Just moments before the European lander Philae shut down due to its primary battery running out of power, the result of an unfortuante landing in the shadow of a cliff that prevents the lander’s solar panels from using sunlight to recharge, Philae’s instruments detected what scientists allege are organic molecules that include some of the basic building blocks of life.
After a ten-year journey traveling onboard the Rosetta spacecraft, Philae successfully landed on comet 67P/Churyumov–Gerasimenko. Unfortunately, the anchor system meant to help Philae land failed to deploy as planned, causing the 100-kg (220-pound) lander to bounce twice before settling in a location that doesn’t receive enough sunlight. Scientists, however, remain cautiously hopeful that the lander can still rotate itself out of the cliff’s shadow. “We don’t know if the charge [after the lander has been repositioned to receive additional sunlight]will ever be high enough to operate the lander again.

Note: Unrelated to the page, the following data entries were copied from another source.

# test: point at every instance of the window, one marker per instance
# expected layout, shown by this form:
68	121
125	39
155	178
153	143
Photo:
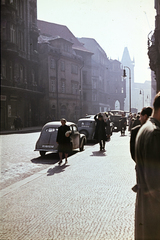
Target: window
74	69
94	84
12	34
33	77
84	96
21	40
84	77
63	111
53	63
62	66
94	97
121	90
20	8
74	87
53	86
3	66
10	70
63	86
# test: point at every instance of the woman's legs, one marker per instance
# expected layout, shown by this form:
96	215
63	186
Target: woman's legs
66	155
60	156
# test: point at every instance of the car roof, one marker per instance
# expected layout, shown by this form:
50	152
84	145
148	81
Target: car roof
57	124
86	119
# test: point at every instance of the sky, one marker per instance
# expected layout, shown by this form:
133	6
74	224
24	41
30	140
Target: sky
114	24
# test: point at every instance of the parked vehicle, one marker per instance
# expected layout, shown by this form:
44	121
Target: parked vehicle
87	126
47	139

It is highly unlikely that we will establish any kind of communication any time soon, but nevertheless the orbiter will continue to listen for possible signals,” told Paolo Ferri, ESA’s head of mission operations, to the Associated Press.
Although members of the European Space Agency’s comet team are certainly disappointed, data transmitted to the Rosetta probe, and then to Earth suggest Philae may have discovered carbon-based molecules using a gas analyzing instrument called the COSAC. According to the DLR German Aerospace Center, although the COSAC “sniffed” the comet’s atmosphere and detected organic molecules, further analysis and data are needed to determine if the compounds also include protein constructing complex compounds like amino acids, which together with carbon provide the necessary ingredients necessary for life.
Additional instruments onboard Philae include a drill meant to dig deep into the comet’s surface and the MUPUS tool that measures the density of the comet’s surface. The MUPUS tool is also designed to measure the comet’s thermal and mechanical properties. All of these tools are part of Philae’s larger mission to confirm what many scientists suspect about the purpose of comets, that they are carriers of organic compounds that can germinate planets with the necessary ingredients needed for life.